Les Ogres
Pour son second long métrage, Léa Fehner (Qu’un seul tienne et les autres suivront) n'aura jamais côtoyé d'aussi près la grande famille du théâtre qu'est naturellement la sienne. Enfant de la balle, ce sont ses parents (François Fehner et Marion Bouvarel, ils ont fondé l'Agit, un théâtre ambulant) et une troupe d'artistes itinérants (très proche de l'originale) qui s'offrent à la caméra, à cor et à cri. Car même lorsque le public quitte le chapiteau, même lorsque les répliques de Tchekhov débités frénétiquement cèdent la place à un quotidien bohème et précaire, la tragicomédie repart de plus belle.
On assiste sans aucune doute à un spectacle gueulard mais entier dans lequel le chef de cette meute, vorace de vie, tient le rôle d'un funambule, toujours prêt à tirer sur la corde ou à maintenir l'équilibre tant les énergies combinées foutent le bordel et donnent la vie.
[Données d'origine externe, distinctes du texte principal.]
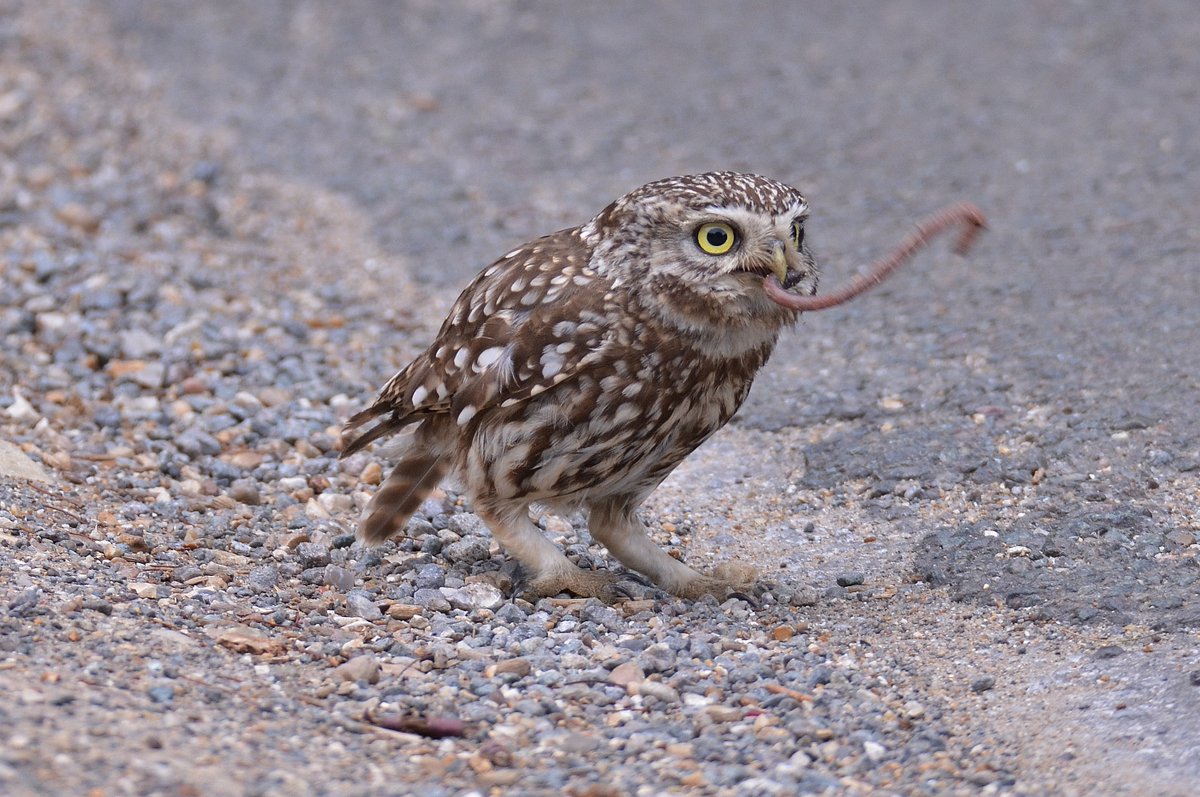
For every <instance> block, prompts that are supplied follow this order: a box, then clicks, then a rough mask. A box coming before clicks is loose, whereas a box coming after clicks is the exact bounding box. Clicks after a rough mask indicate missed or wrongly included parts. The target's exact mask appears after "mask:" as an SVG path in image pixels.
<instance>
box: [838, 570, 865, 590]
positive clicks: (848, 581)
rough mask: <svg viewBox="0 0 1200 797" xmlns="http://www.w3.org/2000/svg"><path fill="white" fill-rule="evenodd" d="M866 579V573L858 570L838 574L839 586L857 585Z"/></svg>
mask: <svg viewBox="0 0 1200 797" xmlns="http://www.w3.org/2000/svg"><path fill="white" fill-rule="evenodd" d="M865 581H866V575H865V574H863V573H859V571H858V570H852V571H850V573H844V574H841V575H840V576H838V586H839V587H857V586H858V585H860V583H863V582H865Z"/></svg>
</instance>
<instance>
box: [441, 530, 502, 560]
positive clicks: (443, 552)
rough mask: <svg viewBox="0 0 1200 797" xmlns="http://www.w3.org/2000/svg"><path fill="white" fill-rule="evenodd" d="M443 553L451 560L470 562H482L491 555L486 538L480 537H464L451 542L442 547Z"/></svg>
mask: <svg viewBox="0 0 1200 797" xmlns="http://www.w3.org/2000/svg"><path fill="white" fill-rule="evenodd" d="M443 553H445V557H446V558H448V559H450V561H451V562H461V563H467V564H469V563H472V562H482V561H484V559H488V558H491V556H492V552H491V550H488V545H487V540H486V539H484V538H480V537H464V538H463V539H461V540H458V541H457V543H451V544H450V545H448V546H445V547H444V549H443Z"/></svg>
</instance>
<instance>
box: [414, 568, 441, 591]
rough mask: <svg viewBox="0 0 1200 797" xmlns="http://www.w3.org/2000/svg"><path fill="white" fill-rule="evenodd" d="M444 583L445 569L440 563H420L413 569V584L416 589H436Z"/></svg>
mask: <svg viewBox="0 0 1200 797" xmlns="http://www.w3.org/2000/svg"><path fill="white" fill-rule="evenodd" d="M445 583H446V571H445V568H443V567H442V565H440V564H422V565H420V567H419V568H416V570H415V571H414V577H413V585H414V586H415V587H416V588H418V589H437V588H438V587H444V586H445Z"/></svg>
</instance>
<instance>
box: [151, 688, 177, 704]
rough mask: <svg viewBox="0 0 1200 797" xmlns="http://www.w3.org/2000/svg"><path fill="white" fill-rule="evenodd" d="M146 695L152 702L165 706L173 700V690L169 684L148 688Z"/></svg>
mask: <svg viewBox="0 0 1200 797" xmlns="http://www.w3.org/2000/svg"><path fill="white" fill-rule="evenodd" d="M146 695H148V696H149V697H150V700H151V701H152V702H156V703H160V705H166V703H169V702H172V701H173V700H175V688H174V687H172V685H170V684H160V685H157V687H150V689H148V690H146Z"/></svg>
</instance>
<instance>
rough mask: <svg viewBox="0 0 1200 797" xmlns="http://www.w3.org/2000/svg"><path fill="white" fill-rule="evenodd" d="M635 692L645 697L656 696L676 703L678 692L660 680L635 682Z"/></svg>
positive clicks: (663, 699)
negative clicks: (642, 695) (635, 683)
mask: <svg viewBox="0 0 1200 797" xmlns="http://www.w3.org/2000/svg"><path fill="white" fill-rule="evenodd" d="M637 694H638V695H643V696H646V697H658V699H659V700H661V701H662V702H665V703H678V702H679V693H678V691H677V690H676V689H674V688H672V687H668V685H667V684H665V683H662V682H661V681H643V682H641V683H640V684H637Z"/></svg>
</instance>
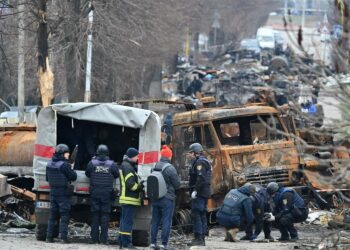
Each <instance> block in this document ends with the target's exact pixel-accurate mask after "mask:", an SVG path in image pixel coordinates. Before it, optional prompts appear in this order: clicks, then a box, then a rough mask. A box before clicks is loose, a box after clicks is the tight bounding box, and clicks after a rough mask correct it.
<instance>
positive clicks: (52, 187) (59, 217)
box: [46, 144, 77, 243]
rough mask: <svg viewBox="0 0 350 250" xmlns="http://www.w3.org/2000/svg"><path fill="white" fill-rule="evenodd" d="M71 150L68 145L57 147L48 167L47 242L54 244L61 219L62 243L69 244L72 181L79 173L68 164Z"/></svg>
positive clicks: (62, 144)
mask: <svg viewBox="0 0 350 250" xmlns="http://www.w3.org/2000/svg"><path fill="white" fill-rule="evenodd" d="M68 159H69V148H68V146H67V145H66V144H59V145H57V146H56V149H55V153H54V155H53V157H52V160H51V161H49V162H48V164H47V165H46V180H47V181H48V182H49V185H50V217H49V221H48V226H47V233H46V242H49V243H52V242H53V234H54V227H55V224H56V223H57V220H58V218H60V219H59V233H60V237H61V241H62V243H69V240H68V224H69V218H70V214H69V213H70V208H71V204H70V197H71V195H72V194H73V189H72V186H71V185H70V182H71V181H75V180H76V179H77V173H76V172H75V171H74V170H73V169H72V166H71V165H70V164H69V163H68Z"/></svg>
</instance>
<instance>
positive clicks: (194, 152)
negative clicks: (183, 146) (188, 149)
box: [189, 142, 203, 153]
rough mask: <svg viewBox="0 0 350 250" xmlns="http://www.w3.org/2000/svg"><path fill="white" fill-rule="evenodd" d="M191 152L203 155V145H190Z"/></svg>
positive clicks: (190, 151)
mask: <svg viewBox="0 0 350 250" xmlns="http://www.w3.org/2000/svg"><path fill="white" fill-rule="evenodd" d="M189 149H190V152H194V153H202V152H203V147H202V145H201V144H199V143H197V142H196V143H193V144H191V145H190V147H189Z"/></svg>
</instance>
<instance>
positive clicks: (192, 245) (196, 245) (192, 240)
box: [187, 233, 205, 247]
mask: <svg viewBox="0 0 350 250" xmlns="http://www.w3.org/2000/svg"><path fill="white" fill-rule="evenodd" d="M187 246H189V247H192V246H205V243H204V241H203V236H202V235H201V234H196V233H195V234H194V239H193V240H192V241H191V242H190V243H188V244H187Z"/></svg>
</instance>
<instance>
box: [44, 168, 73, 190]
mask: <svg viewBox="0 0 350 250" xmlns="http://www.w3.org/2000/svg"><path fill="white" fill-rule="evenodd" d="M63 164H64V161H56V162H53V161H49V162H48V163H47V166H46V174H47V179H48V181H49V184H50V187H51V188H55V187H66V186H67V185H68V178H67V177H66V176H65V175H64V173H63V172H62V171H61V166H62V165H63Z"/></svg>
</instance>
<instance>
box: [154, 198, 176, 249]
mask: <svg viewBox="0 0 350 250" xmlns="http://www.w3.org/2000/svg"><path fill="white" fill-rule="evenodd" d="M174 208H175V201H173V200H170V199H167V198H162V199H159V200H156V201H153V202H152V222H151V243H152V244H157V234H158V228H159V225H160V223H162V236H161V238H162V245H164V246H167V245H168V241H169V235H170V229H171V224H172V218H173V213H174Z"/></svg>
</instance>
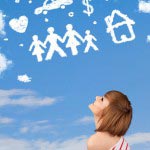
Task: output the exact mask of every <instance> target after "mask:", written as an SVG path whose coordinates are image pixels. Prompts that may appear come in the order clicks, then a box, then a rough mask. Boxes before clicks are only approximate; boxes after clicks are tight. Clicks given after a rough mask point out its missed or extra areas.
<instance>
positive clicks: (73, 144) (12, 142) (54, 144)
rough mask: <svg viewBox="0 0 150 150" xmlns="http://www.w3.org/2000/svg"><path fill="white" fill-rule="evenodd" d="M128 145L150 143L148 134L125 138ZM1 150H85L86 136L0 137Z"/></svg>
mask: <svg viewBox="0 0 150 150" xmlns="http://www.w3.org/2000/svg"><path fill="white" fill-rule="evenodd" d="M125 138H126V139H127V141H128V142H129V144H130V145H134V144H144V143H145V142H150V133H136V134H133V135H129V136H126V137H125ZM0 146H1V149H3V150H12V149H20V150H87V136H84V135H83V136H79V137H75V138H72V139H68V140H63V141H62V140H56V141H53V142H50V141H46V140H42V139H39V140H23V139H15V138H11V137H2V136H1V137H0Z"/></svg>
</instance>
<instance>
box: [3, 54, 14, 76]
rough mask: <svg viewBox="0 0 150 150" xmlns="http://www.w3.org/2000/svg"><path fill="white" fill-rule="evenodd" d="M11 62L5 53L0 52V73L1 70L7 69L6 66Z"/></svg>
mask: <svg viewBox="0 0 150 150" xmlns="http://www.w3.org/2000/svg"><path fill="white" fill-rule="evenodd" d="M11 64H12V61H10V60H8V59H7V58H6V57H5V55H3V54H1V53H0V75H1V73H2V72H4V71H5V70H7V69H8V67H9V66H10V65H11Z"/></svg>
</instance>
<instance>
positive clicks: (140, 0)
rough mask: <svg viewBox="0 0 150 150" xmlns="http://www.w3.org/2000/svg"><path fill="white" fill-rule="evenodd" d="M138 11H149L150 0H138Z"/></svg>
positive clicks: (141, 11)
mask: <svg viewBox="0 0 150 150" xmlns="http://www.w3.org/2000/svg"><path fill="white" fill-rule="evenodd" d="M139 11H140V12H143V13H150V1H148V2H146V1H143V0H140V1H139Z"/></svg>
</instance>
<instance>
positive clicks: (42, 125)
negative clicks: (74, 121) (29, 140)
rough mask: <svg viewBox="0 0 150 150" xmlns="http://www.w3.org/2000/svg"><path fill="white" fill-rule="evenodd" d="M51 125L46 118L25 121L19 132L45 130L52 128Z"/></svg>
mask: <svg viewBox="0 0 150 150" xmlns="http://www.w3.org/2000/svg"><path fill="white" fill-rule="evenodd" d="M52 127H53V126H52V125H51V124H50V123H49V121H48V120H40V121H34V122H32V121H27V122H25V123H23V125H22V127H21V128H20V133H22V134H25V133H37V132H38V133H39V132H47V131H51V130H52Z"/></svg>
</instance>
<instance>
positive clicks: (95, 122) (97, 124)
mask: <svg viewBox="0 0 150 150" xmlns="http://www.w3.org/2000/svg"><path fill="white" fill-rule="evenodd" d="M94 122H95V127H96V129H97V128H99V126H100V124H101V120H100V118H99V116H96V115H94Z"/></svg>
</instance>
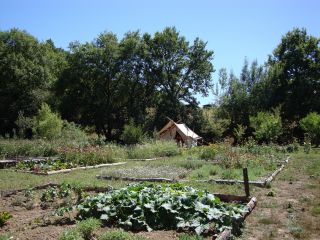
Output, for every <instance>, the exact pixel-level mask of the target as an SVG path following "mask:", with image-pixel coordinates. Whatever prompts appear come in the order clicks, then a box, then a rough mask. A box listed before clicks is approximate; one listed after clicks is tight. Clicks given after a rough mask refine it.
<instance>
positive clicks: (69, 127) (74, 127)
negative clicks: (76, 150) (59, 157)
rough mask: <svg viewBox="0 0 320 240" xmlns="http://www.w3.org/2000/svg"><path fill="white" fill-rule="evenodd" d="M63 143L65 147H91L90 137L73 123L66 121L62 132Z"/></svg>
mask: <svg viewBox="0 0 320 240" xmlns="http://www.w3.org/2000/svg"><path fill="white" fill-rule="evenodd" d="M61 141H62V142H64V143H65V144H64V145H68V146H76V147H85V146H88V145H89V137H88V135H87V134H86V133H85V132H84V131H83V130H82V129H81V128H80V126H78V125H77V124H75V123H73V122H68V121H64V122H63V127H62V131H61Z"/></svg>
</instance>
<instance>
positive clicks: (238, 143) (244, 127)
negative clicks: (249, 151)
mask: <svg viewBox="0 0 320 240" xmlns="http://www.w3.org/2000/svg"><path fill="white" fill-rule="evenodd" d="M246 130H247V127H246V126H243V125H241V124H237V127H236V128H235V129H234V130H233V135H234V136H235V138H236V140H237V144H240V143H241V142H242V140H243V136H244V134H245V132H246Z"/></svg>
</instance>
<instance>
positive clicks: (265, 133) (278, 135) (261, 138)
mask: <svg viewBox="0 0 320 240" xmlns="http://www.w3.org/2000/svg"><path fill="white" fill-rule="evenodd" d="M250 126H251V127H252V128H254V129H255V132H254V135H255V137H256V138H257V139H258V140H259V141H265V142H267V143H269V142H273V141H275V140H277V138H278V137H279V136H280V134H281V133H282V123H281V118H280V115H279V113H277V112H276V113H268V112H258V113H257V115H256V116H251V117H250Z"/></svg>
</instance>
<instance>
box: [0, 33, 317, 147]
mask: <svg viewBox="0 0 320 240" xmlns="http://www.w3.org/2000/svg"><path fill="white" fill-rule="evenodd" d="M213 58H214V52H213V51H211V50H208V49H207V44H206V42H204V41H203V40H201V39H199V38H196V39H195V40H194V41H193V42H188V41H187V40H186V38H185V37H184V36H181V34H180V33H179V32H178V31H177V29H175V28H174V27H167V28H165V29H164V30H163V31H161V32H156V33H155V34H154V35H150V34H148V33H144V34H141V33H140V32H138V31H137V32H128V33H126V34H125V35H124V36H123V38H122V39H118V37H117V36H116V35H115V34H114V33H112V32H104V33H101V34H100V35H98V36H97V38H96V39H94V40H93V41H91V42H86V43H79V42H72V43H70V45H69V50H64V49H61V48H57V47H55V45H54V43H53V41H52V40H50V39H49V40H47V41H43V42H40V41H38V40H37V39H36V38H35V37H34V36H32V35H30V34H29V33H27V32H26V31H21V30H19V29H11V30H9V31H1V32H0V82H1V86H0V132H1V135H3V136H5V135H8V134H9V135H10V136H13V135H14V133H15V132H20V133H21V129H22V130H23V131H22V132H23V134H22V135H23V136H28V137H31V136H32V130H30V129H31V127H30V124H31V123H30V124H28V123H29V122H30V121H29V120H30V119H31V118H34V116H36V115H37V113H38V112H39V109H41V106H43V104H44V103H46V104H48V105H49V106H50V108H51V109H52V110H53V111H54V112H56V113H58V114H59V115H61V117H62V118H63V119H66V120H68V121H70V122H75V123H77V124H79V125H81V126H83V127H87V128H90V129H91V130H92V131H95V132H97V133H98V134H99V135H103V136H105V137H106V139H107V140H117V141H119V140H120V139H121V134H122V132H123V130H124V129H125V127H126V126H127V125H128V124H129V123H130V125H133V126H138V127H139V128H140V129H141V130H142V132H146V133H148V134H150V135H151V134H152V132H153V131H154V130H156V129H157V130H159V129H160V128H161V127H162V126H163V125H164V124H165V123H166V121H167V117H169V118H171V119H174V120H176V121H182V122H185V123H186V124H187V125H189V126H190V127H191V128H192V129H193V130H195V131H196V132H198V133H199V134H200V135H202V136H204V138H205V140H206V141H208V142H212V141H216V140H221V139H222V138H224V137H226V136H233V137H234V138H235V139H236V140H237V141H238V142H241V141H242V140H243V139H245V138H248V137H250V136H254V137H255V138H257V139H258V140H261V141H266V142H268V141H280V142H286V141H292V139H293V138H294V137H297V138H300V139H302V137H303V131H302V130H303V127H301V124H300V121H301V119H303V118H304V117H306V116H307V115H308V114H309V113H311V112H314V113H315V114H316V113H319V112H320V96H319V94H320V61H319V59H320V46H319V39H318V38H316V37H314V36H311V35H308V34H307V32H306V30H305V29H293V30H292V31H290V32H288V33H287V34H286V35H284V36H283V37H282V39H281V41H280V43H279V45H278V46H276V48H275V50H274V51H273V52H272V53H271V54H270V56H269V58H268V61H267V62H266V63H264V64H263V65H259V64H258V63H257V61H253V62H252V63H249V62H248V61H247V60H246V59H245V61H244V65H243V68H242V71H241V74H240V76H236V75H235V74H234V73H233V72H232V71H230V72H228V70H227V69H225V68H222V69H220V70H219V71H218V76H219V81H218V83H217V84H215V86H214V83H213V73H214V72H215V69H214V66H213V63H212V62H213ZM210 92H214V94H215V95H216V101H215V103H214V104H212V105H210V106H206V107H204V108H201V107H199V103H198V102H197V100H196V98H195V95H196V94H201V95H203V96H208V94H209V93H210ZM47 111H49V110H48V109H47ZM319 124H320V121H319ZM28 129H29V130H28ZM261 129H262V130H261ZM263 129H264V131H263ZM258 130H260V133H259V131H258Z"/></svg>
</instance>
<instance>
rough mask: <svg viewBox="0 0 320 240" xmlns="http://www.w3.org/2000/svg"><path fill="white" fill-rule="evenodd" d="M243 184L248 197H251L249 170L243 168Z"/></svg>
mask: <svg viewBox="0 0 320 240" xmlns="http://www.w3.org/2000/svg"><path fill="white" fill-rule="evenodd" d="M243 183H244V191H245V192H246V197H249V196H250V190H249V177H248V169H247V168H243Z"/></svg>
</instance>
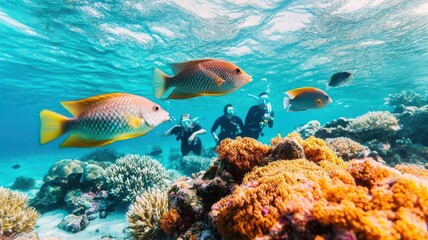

La caméra se pose sur le ventre rond de Mona (Adèle Haenel, formidable), étudie les visages lessivés en gros plans, recadre l'artiste dans sa colère ou sa solitude, puis elle se met à chanceler comme leurs états d'âme, jusqu'au tournis, jusqu'au lendemain matin où le chapiteau se replie, nous laissant repus de vertiges.